Portland, Ore. - In the world of materials, plastics have promised to be the wave of the future since their invention, but don't count metals out yet. By doping some ferrous base alloys with large rare-earth or yttrium atoms, researchers have been able to prevent crystallization, enabling "amorphous" (noncrystalline) steel that is three times stronger than regular steel, one-third the weight and nonmagnetic to boot. The research was sponsored by the Defense Advanced Research Projects Agency's (Darpa's) Structural Amorphous Metals Program.
In their liquid state, metals are amorphous because their atoms are not ordered in a crystalline structure. When a metal slowly cools into the solid state, all the atoms line up in a repetitive pattern, enabling magnetism to get a grip.
In contrast, amorphous materials have atoms that are oriented randomly, making them nonmagnetic. That is the structure of the metal called Darva-Glass 101. Darva-Glass 101 is predated by Darva-Glass 1, invented in 2002 at the University of Virginia, which contains iron, chromium, manganese, molybdenum, carbon and boron.
"To make Darva-Glass 101 we added a small amount of rare-earth element or yttrium to Darva-Glass 1. The large size of the added atom exerts enough atomic-level stress to destabilize crystallization and form instead an amorphous structure," said physics professor Joseph Poon. Poon and his University of Virginia colleagues Gary Shiflet, professor of materials science and engineering, and materials physicist Vijayabarathi Ponnambalam developed the new material.

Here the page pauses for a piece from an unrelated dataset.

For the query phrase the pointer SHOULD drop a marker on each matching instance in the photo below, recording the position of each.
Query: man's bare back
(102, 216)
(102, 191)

Separately, a government research group at Tennessee's Oak Ridge National Laboratory, led by Chain Liu, a materials scientist, reported adding a large-atom yttrium to Darva-1 to achieve a similar amorphous steel that also shows promise.

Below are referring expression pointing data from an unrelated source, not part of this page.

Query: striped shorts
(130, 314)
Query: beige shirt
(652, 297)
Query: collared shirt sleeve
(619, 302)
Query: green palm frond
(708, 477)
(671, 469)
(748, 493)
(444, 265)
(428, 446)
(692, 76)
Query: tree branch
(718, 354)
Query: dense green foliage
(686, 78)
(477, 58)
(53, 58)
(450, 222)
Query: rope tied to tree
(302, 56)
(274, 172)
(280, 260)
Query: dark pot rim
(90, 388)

Both groups also report that the amorphous structure makes it more difficult for surface oxidation (rust) to corrode the metal. With all its superior features, however, the material is brittle, and it could be as many as five years before that problem is solved and commercial use can be made of the metal. The University of Virginia scientists have given an exclusive license for Darva-Glass 1 to Liquidmetal Technologies Inc. (www.liquidmetal.com; Lake Forest, Calif.).
Possible applications for Darva-Glass 101 include its use in automobiles and as lighter, more corrosion-free ship hulls. The material may also find applications as a corrosion-resistant coating, for delicate yet strong surgical instruments and for lighter recreational equipment such as tennis racquets, golf clubs and bicycles.
The novel microstructures of amorphous metals are not confined by the limitations imposed by a crystalline lattice. Shiflet said amorphous metals can be treated like normal steel in machines or they can be manipulated like a plastic-squeezed, compressed, flattened and shaped. Its easy formability makes it a prime material for submarines, because its lack of a magnetic response foils the sensors that often trigger mines to explode.
Because the material is stronger, it could also be machined into very thin layers that could lighten armor that is nevertheless still immune even to armor-piercing bullets. And for electronic devices, the metal could be used not only for lighter cases but also for internal structural supports that allow devices to be thinner overall.